Beware of Indexing with Floats: Indexing in Python requires integers, not floating-point numbers. Attempting to use a floating-point value as an index will lead to an error. If you ever have a float as an index, make sure to convert it to an integer, as only whole numbers can represent positions in a list or array.
Costs of Indexing
- Index Access will not always improve performance. It will depend on the design decisions. It is possible a column frequently accessed in 2023, is the least frequently accessed column in 2026. The previously built index might simply become useless for us.
- For example, a local library keeps a record of their books according to the shelf they are assigned to and stored on. In 2018, the old librarian asked an expert to create an index based on Book ID, assigned to each book at the time when it is stored in the library. The access time per book decreased drastically for that year. A new librarian, hired in 2022, decided to reorder books by their year number and subject. It became slower to access a book through the previously built index as compared to the combination of book year and subject, simply because the order of the books was changed.
- In addition, there will be an added storage cost to the files you have already stored. While the size of an index will be mostly smaller than the size of our base tables, the space a dense index can occupy for large tables may still be a factor to consider.
- Lastly, there will be a maintenance cost attached to an index you have built. You will need to update the index entries whenever insert, update, and delete operations are performed for base table. If a table has a high rate of DML operations, the index maintenance cost will also be extremely high.
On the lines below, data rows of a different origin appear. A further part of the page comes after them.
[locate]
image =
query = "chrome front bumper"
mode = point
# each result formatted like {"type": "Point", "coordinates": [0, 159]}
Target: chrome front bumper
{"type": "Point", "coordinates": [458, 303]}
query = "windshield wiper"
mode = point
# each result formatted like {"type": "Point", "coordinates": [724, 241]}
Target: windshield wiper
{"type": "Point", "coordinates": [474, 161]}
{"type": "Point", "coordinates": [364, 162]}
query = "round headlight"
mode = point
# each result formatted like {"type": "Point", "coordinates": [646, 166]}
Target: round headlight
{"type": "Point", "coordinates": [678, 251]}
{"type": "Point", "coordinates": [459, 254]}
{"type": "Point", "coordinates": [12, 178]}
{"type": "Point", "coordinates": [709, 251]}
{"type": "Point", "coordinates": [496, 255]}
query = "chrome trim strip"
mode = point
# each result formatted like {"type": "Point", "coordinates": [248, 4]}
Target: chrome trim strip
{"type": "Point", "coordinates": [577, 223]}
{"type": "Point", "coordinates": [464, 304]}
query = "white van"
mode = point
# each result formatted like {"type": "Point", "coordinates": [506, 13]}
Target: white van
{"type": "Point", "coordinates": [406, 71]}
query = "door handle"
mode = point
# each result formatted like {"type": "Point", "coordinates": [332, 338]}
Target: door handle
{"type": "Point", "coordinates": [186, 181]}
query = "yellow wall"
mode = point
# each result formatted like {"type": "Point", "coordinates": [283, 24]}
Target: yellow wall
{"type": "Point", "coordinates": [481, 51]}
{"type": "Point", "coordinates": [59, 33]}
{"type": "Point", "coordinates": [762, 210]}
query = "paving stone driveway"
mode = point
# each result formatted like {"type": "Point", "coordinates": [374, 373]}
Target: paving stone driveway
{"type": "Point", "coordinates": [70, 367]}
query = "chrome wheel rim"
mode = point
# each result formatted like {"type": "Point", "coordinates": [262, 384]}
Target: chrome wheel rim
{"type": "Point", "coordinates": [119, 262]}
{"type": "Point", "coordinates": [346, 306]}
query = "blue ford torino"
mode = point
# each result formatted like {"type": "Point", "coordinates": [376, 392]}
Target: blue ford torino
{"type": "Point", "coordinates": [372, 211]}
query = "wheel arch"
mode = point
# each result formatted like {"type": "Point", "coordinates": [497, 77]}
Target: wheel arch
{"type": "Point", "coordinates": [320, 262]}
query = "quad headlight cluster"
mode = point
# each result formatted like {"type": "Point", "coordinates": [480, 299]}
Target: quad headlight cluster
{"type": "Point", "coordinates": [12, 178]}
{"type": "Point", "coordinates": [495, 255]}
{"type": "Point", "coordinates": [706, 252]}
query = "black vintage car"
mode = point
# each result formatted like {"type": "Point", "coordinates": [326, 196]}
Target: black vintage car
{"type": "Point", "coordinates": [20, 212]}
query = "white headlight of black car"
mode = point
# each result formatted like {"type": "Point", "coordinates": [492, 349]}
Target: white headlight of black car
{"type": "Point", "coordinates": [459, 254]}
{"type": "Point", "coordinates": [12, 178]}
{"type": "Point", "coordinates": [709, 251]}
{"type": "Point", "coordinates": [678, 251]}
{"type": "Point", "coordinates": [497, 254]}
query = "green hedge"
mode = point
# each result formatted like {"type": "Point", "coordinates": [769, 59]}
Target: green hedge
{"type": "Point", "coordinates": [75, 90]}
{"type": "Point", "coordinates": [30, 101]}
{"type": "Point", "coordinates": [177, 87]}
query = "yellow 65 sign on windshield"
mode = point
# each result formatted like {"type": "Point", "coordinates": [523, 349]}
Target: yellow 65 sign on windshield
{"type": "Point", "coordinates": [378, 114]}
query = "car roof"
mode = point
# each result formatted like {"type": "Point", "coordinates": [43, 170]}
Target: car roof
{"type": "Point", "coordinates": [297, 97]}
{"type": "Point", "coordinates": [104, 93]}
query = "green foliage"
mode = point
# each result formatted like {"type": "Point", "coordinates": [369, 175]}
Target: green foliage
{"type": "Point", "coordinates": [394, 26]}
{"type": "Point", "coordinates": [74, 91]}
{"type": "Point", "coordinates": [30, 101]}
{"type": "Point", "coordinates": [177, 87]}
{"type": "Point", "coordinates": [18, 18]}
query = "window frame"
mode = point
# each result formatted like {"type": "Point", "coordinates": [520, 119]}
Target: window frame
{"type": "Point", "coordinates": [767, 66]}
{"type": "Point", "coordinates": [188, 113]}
While making decisions regarding index creation, you need to consider three things:
1. Index Column Selection: the column on which you will build the index. It is recommended to select the column frequently accessed.
2. Index Table Selection: the table that requires an index to be built upon. It is recommended to use a table with the least number of DML operations.
3. Index Type Selection: the type of index which will give the greatest performance benefit. You may want to look into the types of indices which exist for this decision, few examples include: Bitmap Index, B Tree Index, Hash Index, Partial Index, and Composite Index .
All these factors can be answered by analyzing your access patterns. To put it simply, just look for the table that is most frequently accessed, and which columns are most frequently accessed.
In aNutshell
In conclusion, while indexing can give you a huge performance benefit, in terms of data access, an expert needs to understand the structure and problem before making the appropriate decision whether an index is needed or not, and if needed, then for which table, column(/s), and the index type.